With two Presidential candidates saying that Apple should be making more of its products in the USA, the Massachusetts Institute of Technology has done the sums to see just how practical it would be for Apple to manufacture iPhones in its home market.
The question, of course, isn’t a simple one: you first need to define your terms. Does it just mean assembling iPhones here rather than in China, or does it mean sourcing components from the U.S. too? The MIT analysis considered both scenarios, starting with assembly-only …
Assembly, says the MIT Technology Review piece, is not a major part component of the cost of an iPhone. Apple doesn’t disclose the numbers, of course, but industry estimates place it in the $4-10 range.
Syracuse University professor Jason Dedrick has already estimated the additional cost of carrying out the assembly work in the USA, and says that it would add $30-40 to the cost of an iPhone – but not for the reason you might think.
That’s partly because labor costs are higher in the U.S., but mostly it’s because additional transportation and logistics expenses would arise from shipping parts, and not just the finished product, to the U.S. This means that assuming all other costs stayed the same, the final price of an iPhone 6s Plus might rise by about 5 percent.
With assembly already partly automated, and getting more so, it’s not likely that it would bring that many jobs to the USA – especially as any production line created from scratch would take full advantage of the opportunities to maximize the use of robots rather than people.
The piece then goes on to examine scenario 2: making the components in the U.S. also.
Across iPhone, iPad and Mac, Apple has a total of 766 suppliers, of which 69 are in the USA. Almost half of them are in China, with many of the the rest in Japan and Taiwan. When it comes to chips, there is good news and bad. The good news is that such a shift would be practical.
As Alex King, director of the Critical Materials Institute headquartered at the Department of Energy’s Ames Laboratory, points out, semiconductor fabs become obsolete a few years after they are built. This means, he says, that “with every new generation of semiconductors there is an opportunity to place a semiconductor fab anywhere in the world, including the U.S.”
But Duane Boning, an electrical engineer at MIT specializing in semiconductor manufacturing, says that this wouldn’t necessarily generate many jobs.
Labor costs are a tiny fraction of cost compared to the equipment and facilities that go into a multibillion-dollar fab.

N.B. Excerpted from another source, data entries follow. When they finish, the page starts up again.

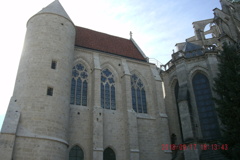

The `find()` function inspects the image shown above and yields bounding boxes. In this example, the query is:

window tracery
[101,69,116,110]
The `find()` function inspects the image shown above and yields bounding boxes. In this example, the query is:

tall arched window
[192,73,220,140]
[131,74,147,113]
[174,81,183,141]
[70,64,88,106]
[69,146,84,160]
[103,147,116,160]
[101,69,116,110]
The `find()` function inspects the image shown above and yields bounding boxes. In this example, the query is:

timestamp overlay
[162,144,228,151]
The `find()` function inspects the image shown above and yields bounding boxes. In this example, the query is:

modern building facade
[0,0,240,160]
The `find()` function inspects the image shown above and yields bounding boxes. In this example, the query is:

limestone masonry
[0,0,240,160]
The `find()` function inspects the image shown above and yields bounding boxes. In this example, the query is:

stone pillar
[122,59,139,160]
[151,65,172,159]
[92,53,104,160]
[176,60,199,160]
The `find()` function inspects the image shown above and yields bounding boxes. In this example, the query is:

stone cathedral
[0,0,240,160]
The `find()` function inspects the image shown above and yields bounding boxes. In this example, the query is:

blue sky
[0,0,221,128]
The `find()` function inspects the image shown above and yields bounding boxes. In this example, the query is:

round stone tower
[12,0,76,160]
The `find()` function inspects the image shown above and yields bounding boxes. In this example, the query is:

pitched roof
[75,27,146,61]
[37,0,71,21]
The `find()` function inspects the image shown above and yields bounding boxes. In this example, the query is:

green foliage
[214,45,240,159]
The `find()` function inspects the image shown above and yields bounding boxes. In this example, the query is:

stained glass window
[131,74,147,113]
[101,69,116,110]
[192,73,220,140]
[70,64,88,106]
[69,146,84,160]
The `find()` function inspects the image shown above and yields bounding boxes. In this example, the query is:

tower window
[47,87,53,96]
[51,60,57,69]
[70,64,88,106]
[69,146,84,160]
[131,74,147,113]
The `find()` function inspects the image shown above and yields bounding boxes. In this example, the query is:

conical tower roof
[37,0,72,22]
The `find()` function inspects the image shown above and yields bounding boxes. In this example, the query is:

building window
[192,73,220,140]
[70,64,88,106]
[131,74,147,113]
[51,60,57,69]
[101,69,116,110]
[69,146,84,160]
[47,87,53,96]
[103,147,116,160]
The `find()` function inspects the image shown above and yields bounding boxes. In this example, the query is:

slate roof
[183,42,203,58]
[75,27,146,61]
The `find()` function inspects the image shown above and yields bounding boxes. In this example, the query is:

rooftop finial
[130,31,132,38]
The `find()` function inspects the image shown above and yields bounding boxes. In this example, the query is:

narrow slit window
[70,64,88,106]
[131,74,147,113]
[51,60,57,69]
[47,87,53,96]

There’s in any case a limit to the components that can be manufactured in the USA.
According to King at the Ames Lab, an iPhone has about 75 elements in it—two-thirds of the periodic table. Even just the outside of an iPhone relies heavily on materials that aren’t commercially available in the U.S. Aluminum comes from bauxite, and there are no bauxite mines in the U.S. […]
The elements known as rare earths (which aren’t that rare but are tough to mine) would need to come primarily from China, which produces 85 percent of the world’s supply.
So the bottom-line appears to be that assembly could be done in the U.S. if consumers were willing to pay an additional $30-40, rising to around an additional $100 if as many components as practical were manufactured here – but the impact on the job market isn’t likely to be significant.